When the buoyancy effects are taken into account, an object falling through a fluid under its own weight can reach a terminal velocity (settling velocity) if the net force acting on the object becomes zero. When the terminal velocity is reached the weight of the object is exactly balanced by the upward buoyancy force and drag force. That is

$W = F_b + D$ (1)

where
- $W$ is the weight of the object,
- $F_b$ is the buoyancy force acting on the object, and
- $D$ is the drag force acting on the object.
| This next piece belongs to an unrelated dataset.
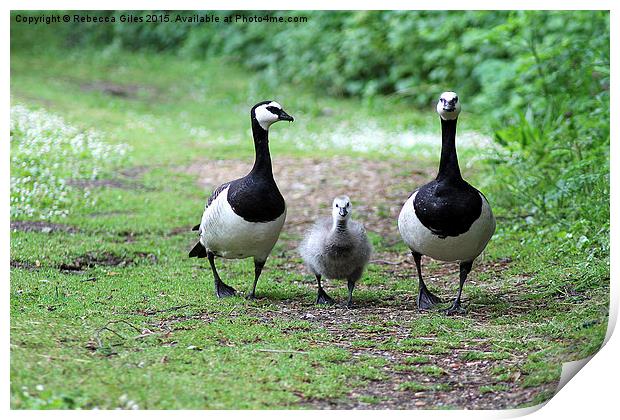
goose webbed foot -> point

If the falling object is spherical in shape, the expression for the three forces are given below:

$W = \frac{\pi}{6} d^3 \rho_s g,$ (2)

$F_b = \frac{\pi}{6} d^3 \rho g,$ (3)

$D = C_d \frac{1}{2} \rho V^2 A,$ (4)

where
- $d$ is the diameter of the spherical object,
- $g$ is the gravitational acceleration,
- $\rho$ is the density of the fluid,
- $\rho_s$ is the density of the object,
- $A = \frac{1}{4} \pi d^2$ is the projected area of the sphere,
- $C_d$ is the drag coefficient, and
- $V$ is the characteristic velocity (taken as terminal velocity, $V_t$).
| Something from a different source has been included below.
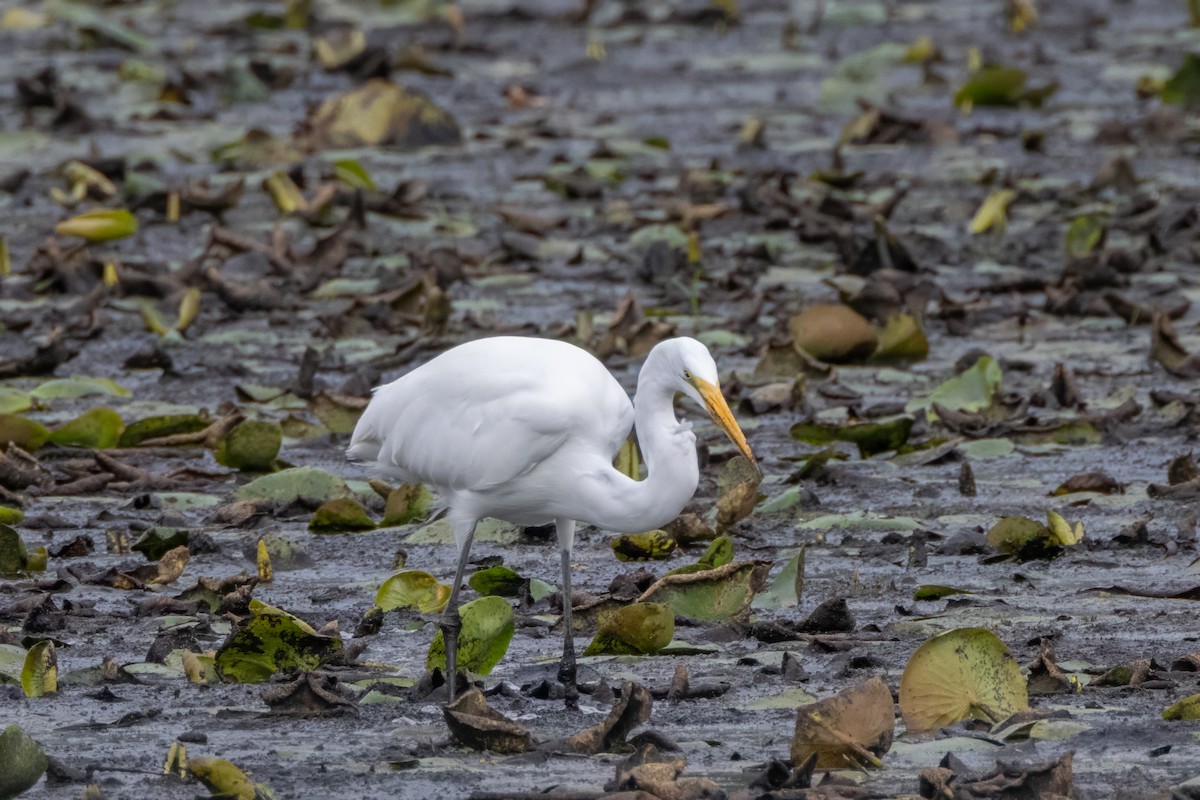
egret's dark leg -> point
(450, 621)
(567, 668)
Substitution of equations ((2)–(4)) in equation ((1)) and solving for terminal velocity, $V_t$ to yield the following expression

$V_t = \sqrt{\frac{4 g d}{3 C_d} \left( \frac{\rho_s - \rho}{\rho} \right)}.$ (5)

In equation ((1)), it is assumed that the object is denser than the fluid. If not, the sign of the drag force should be made negative since the object will be moving upwards, against gravity. Examples are bubbles formed at the bottom of a champagne glass and helium balloons. The terminal velocity in such cases will have a negative value, corresponding to the rate of rising up.